How old are Easter Island statues?
When were they built? This is a question of much debate among scholars in the field, although there is a consensus they were built sometime between 400 and 1500 AD. That means all the statues are least 500 years old, if not much more.
How did Easter Island collapse?
In this story, made popular by geographer Jared Diamond’s bestselling book Collapse, the Indigenous people of the island, the Rapanui, so destroyed their environment that, by around 1600, their society fell into a downward spiral of warfare, cannibalism, and population decline.
Does Easter Island have a flag?
The flag of Easter Island (Rapa Nui: Te Reva Reimiro) is the flag of Easter Island, a special territory of Chile. It was first flown in public alongside the national flag on 9 May 2006.
Who lives on Easter Island now?
Today, the people living on Easter Island are largely descendants of the ancient Rapa Nui (about 60%) and run the bulk of the tourism and conservation efforts on the island. Many locals living on Easter Island have livelihoods that involve the water—which makes sense!
What is the tallest moai in the world?
The tallest moai erected, called Paro, was almost 10 metres (33 ft) high and weighed 82 tons; the heaviest erected was a shorter but squatter moai at Ahu Tongariki, weighing 86 tons; and one unfinished sculpture, if completed, would have been approximately 21 metres (69 ft) tall with a weight of about 270 tons.
Are there any Easter Islanders left?
The Rapa Nui are the indigenous Polynesian people of Easter Island. At the 2017 census there were 7,750 island inhabitants—almost all living in the village of Hanga Roa on the sheltered west coast.
What does moai stand for?
listen), or moai (Spanish: moái, Rapa Nui: moʻai, meaning “statue” in Rapa Nui), are monolithic human figures carved by the Rapa Nui people on Easter Island in eastern Polynesia between the years 1250 and 1500.
What really happened on Easter Island?
According to Easter Island: The Truth Revealed, approximately 1,500 to 2,000 people – half the population – were taken in 1862 in a raid by slave traders from Peru to work there, predominately in agriculture. They brought disease with them and much of the remaining population was decimated.
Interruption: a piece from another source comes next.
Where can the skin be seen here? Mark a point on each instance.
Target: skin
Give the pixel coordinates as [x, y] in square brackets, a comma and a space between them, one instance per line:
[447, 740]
Did everyone die Easter Island?
A series of devastating events killed almost the entire population of Easter Island. Jared Diamond suggested that Easter Island’s society so destroyed their environment that, by around 1600, their society fell into a downward spiral of warfare, cannibalism, and population decline.
Why are there no trees on Easter Island?
Easter Island was covered with palm trees for over 30,000 years, but is treeless today. There is good evidence that the trees largely disappeared between 1200 and 1650. However there is evidence the Polynesian rat (Rattus exulans) was present from 900 and it seems clear that these rats caused widespread deforestation.
How did humans get to Easter Island?
Linguists estimate Easter Island’s first inhabitants arrived around AD 400, and most agree that they came from East Polynesia. These linguistic links point to a genealogical bond that ties the people of the Pacific to one another. Indeed, in 1994, DNA from 12 Easter Island skeletons was found to be Polynesian.